Cohere pulled in another $100 million in an extension to its very recently oversubscribed funding round thanks to a valuation to the tune of $7 billion. The raise was accompanied by a new strategic partnership with chipmaker AMD, sending a clear signal that the firm’s multimodal bet wasn’t so much on the winners and losers of the generative AI wars as it was in building an infrastructure capable of competing at light speed.
A speedy add to an already oversubscribed round
The extension comes on the heels of a $500 million round that valued Cohere at $6.8 billion, further lifting the company’s valuation just weeks later. The BDC (Business Development Bank of Canada) and Nexxus Capital Management are new backers to the add-on, joining with an emphasis on data residency and national AI capacity — themes increasingly key for regulated enterprises and public-sector buyers.

Established in 2019 by Aidan Gomez, a co-author of the influential “Attention Is All You Need” paper that described the Transformer architecture, Cohere has always had its eyes on enterprise.

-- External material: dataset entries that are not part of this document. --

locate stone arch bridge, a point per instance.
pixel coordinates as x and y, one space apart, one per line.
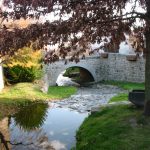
115 67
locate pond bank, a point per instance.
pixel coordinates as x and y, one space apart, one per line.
88 97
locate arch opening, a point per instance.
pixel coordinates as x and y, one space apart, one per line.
76 76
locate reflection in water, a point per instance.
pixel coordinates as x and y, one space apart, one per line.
38 126
31 116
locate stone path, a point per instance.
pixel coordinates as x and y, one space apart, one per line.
88 97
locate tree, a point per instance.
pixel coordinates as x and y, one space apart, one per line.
88 20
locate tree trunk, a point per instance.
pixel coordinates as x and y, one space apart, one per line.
147 65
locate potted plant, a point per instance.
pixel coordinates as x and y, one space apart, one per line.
131 57
104 55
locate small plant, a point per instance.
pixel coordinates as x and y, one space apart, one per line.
19 73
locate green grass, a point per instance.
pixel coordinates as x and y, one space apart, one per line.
126 85
23 92
119 97
129 86
115 128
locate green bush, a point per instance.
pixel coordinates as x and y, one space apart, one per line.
19 73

Instead of trying to chase down consumer chat interfaces, the company wants its pitch to be around deploy-anywhere models, security-first tooling and tight integrations with existing data stacks.
Why an AMD deal is important now for Cohere and customers
Securing a deeper partnership with AMD (already one of Cohere’s investors) achieves two strategic objectives: diversifying its compute supply and sharpening the company’s enterprise value proposition. In a market controlled by Nvidia’s GPUs, second sources are not just “nice to have.” These are working hedges against supply interruptions and price swings, as well as engines of performance-per-dollar increases.
AMD’s Instinct lineup, led by the MI300 family, has seen real-world adoption at cloud providers and research centers. MLCommons’ MLPerf benchmarks have demonstrated gradual performance increases in both training and inferencing over recent cycles, reducing the deficits in selected workloads. Along with AMD’s open software stack (ROCm) and a tipping point of support across PyTorch, Triton and major inference runtimes, the ecosystem now looks credible for production deployments instead of pilots only.
For enterprise purchasers, this is relevant in pragmatic ways — such as the reduced developer friction inherent within ROCm’s growing maturity, projects with shorter timelines enabled by increased accelerator availability, or keeping a stomping boot on TCO (total cost of ownership) and other single-vendor risk.
If Cohere tunes its models for AMD hardware as part of the deal — like kernel-level tweaks, optimizations to RAM, or quantization paths — customers could benefit with higher throughput for retrieval-augmented generation, summarization and code-assist scenarios.
There’s also an energy attribute many CIOs notice. The power efficiency at the level of a cluster guides more and more the decisions about what to deploy in data centers with limited access to power and cooling. Vendors who bring better tokens-per-watt on actual workloads, not benchmarks, will win contracts over the next several years. Expect Cohere to play up that as a story with AMD.
Enterprise-first and the AI sovereignty push
Cohere’s go-to-market has been not to herd customers into public endpoints only, but rather private, controllable deployments — be they VPCs, on-prem or hybrid footprints.

That ladder is in line with an expanding regulatory lens. The EU AI Act, industry-specific regulations (financial services, healthcare), and the government procurement standards are all forcing vendors to represent provenance, minimized data exposure and clear audit trails.
Sovereignty is now a buying factor, not just a buzzword. With BDC’s involvement and a base of investors targeting Latin America and Iberia through Nexxus, Cohere can plausibly court markets where local control over data and models is of national interest. You can anticipate that to be packaged up with regional deployments, private tuning and the plug-in of IP in customer environments.
Competitive context: Create your own space
Bloomberg is chasing consumer mindshare and astronomical private valuations, while Cohere is trying to make the quieter enterprise lane its lane.
Reliability, predictable latency and security posture are all areas the procurement teams run grueling bake-offs/proof-of-value pilots against before scaling. It’s a new sort of race: less a race to viral products, and more about compliance, SLAs and cost curves.
The AMD deal is also a positioning play. As foes cozy up to Nvidia, Cohere is signaling multi-cloud, multi-silicon optionality. For customers, that can mean more rapid access to capacity and better negotiating leverage — both necessary for programs that need steady training and inference windows every quarter, but really don’t make any use of bursts of capacity when GPUs happen to be available.
What to watch next as Cohere expands AMD partnership
The near-term questions are executional: how fast Cohere can tune its models for AMD clusters; whether it delivers performance-per-dollar customers care about; and at what point its private deployment stack moves into compliance with new regulation.
Yes, there are customer logos in regulated industries where sovereignty, auditability and uptime matter more than usual that are worth tracking as well.
Bottom line: A $7 billion valuation and a chip deal to increase compute access will give Cohere new momentum. If it can translate that into quicker delivery and lower per-unit costs for enterprise implementations, the company has a chance to play well above its weight class in a market where infrastructure strategy is largely shaping who will win out on the next wave of AI adoption.